One of my really good friends here Down Range, CPT J, is a lawyer who was born elsewhere and then came to the United States to go to the university and graduate school. He's been a US citizen for many years now.

I am constantly giving him a hard time about his "taking jobs away from *real* Americans." One of the other priests here is from another elsewhere, and he wound up baptizing my friend at the Easter Vigil this past year. They remain really good friends. Both have very pronounced, and very different accents when speaking English.

I can't remember what the context was right now, but not too long ago CPT J and I were talking and laughing about something, and he mentioned my fellow priest. I made some snide comment about the two of them, and he grinned from ear to ear and replied, "It must be because we're BOTH taking jobs away from *real* Americans!"

Because of his accent, CPT J has faced some pretty stiff opposition from dunderheads who can't see past the end of their noses. He's an American citizen, and probably knows a LOT more civics than *I* do. Yet because he sounds "different" from what certain people *think* an American should sound like, he's immediately suspect.

Good thing for him he's a lawyer!

One of the things I'm really liking about the Army is that it offers Soldiers from wherever they've come the opportunity to live and work with people from all over the place. It really is a great equalizer.

I can't help but believe if more people had the experience of having to interact with people they've been *taught* to fear, distrust, dislike, and despise -- in an atmosphere where 'conduct unbecoming' is not tolerated -- we'd have fewer people teaching their little ones "to hate all the people your relatives hate."

13People were bringing little children to him in order that he might touch them; and the disciples spoke sternly to them. 14But when Jesus saw this, he was indignant and said to them, “Let the little children come to me; do not stop them; for it is to such as these that the kingdom of God belongs. 15Truly I tell you, whoever does not receive the kingdom of God as a little child will never enter it.” 16And he took them up in his arms, laid his hands on them, and blessed them. (NRSV: Mk 10:13-16)
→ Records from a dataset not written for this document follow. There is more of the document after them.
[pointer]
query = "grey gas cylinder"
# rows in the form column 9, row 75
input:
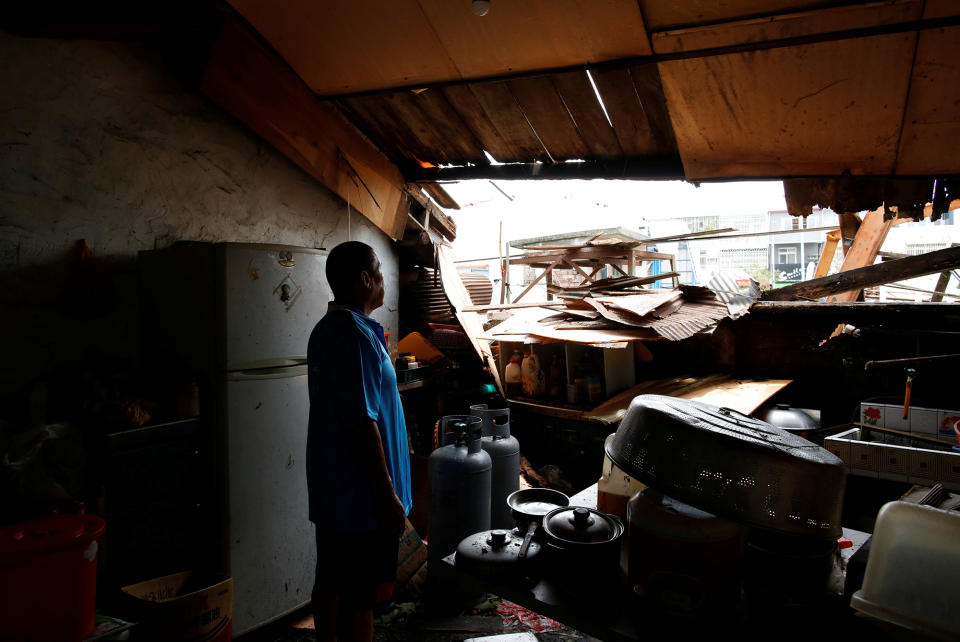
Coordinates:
column 460, row 474
column 504, row 452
You've got to be carefully taught.

Blessings and peace to one and all on this Fourth Day of Christmas,


Fr. Tim, SJ

3 comments:

Lally said...

I remember being knocked out by the honesty of that song when I heard it as a kid in the 1950s, someone actually saying what seemed so obvious to me at the time but not to any adults I knew. But I don't think "Liat" was "Vietnamese." It was South Pacific after all and WWII. In the play and film she was "Tonkanese" as I remember it, which sounds like a cover for "Vietnamese," but the island she came from was Bali Hai, which seemed more like Bali or Gauguin's Tahiti.

Rmy said...

"She said that when the war ended, she would go to Tonkin, the area that would later be known as North Vietnam, and I got the strong impression that when she got there she intended to oppose French colonialism. . . . I would often think of her in later years when American troops were fighting their fruitless battles in Vietnam and I wondered if our leaders realized that the enemy they were fighting consisted of millions of determined people like Bloody Mary." James Michener to the New York Times, 1991

Lally said...

Could'a fooled me. And obviously did.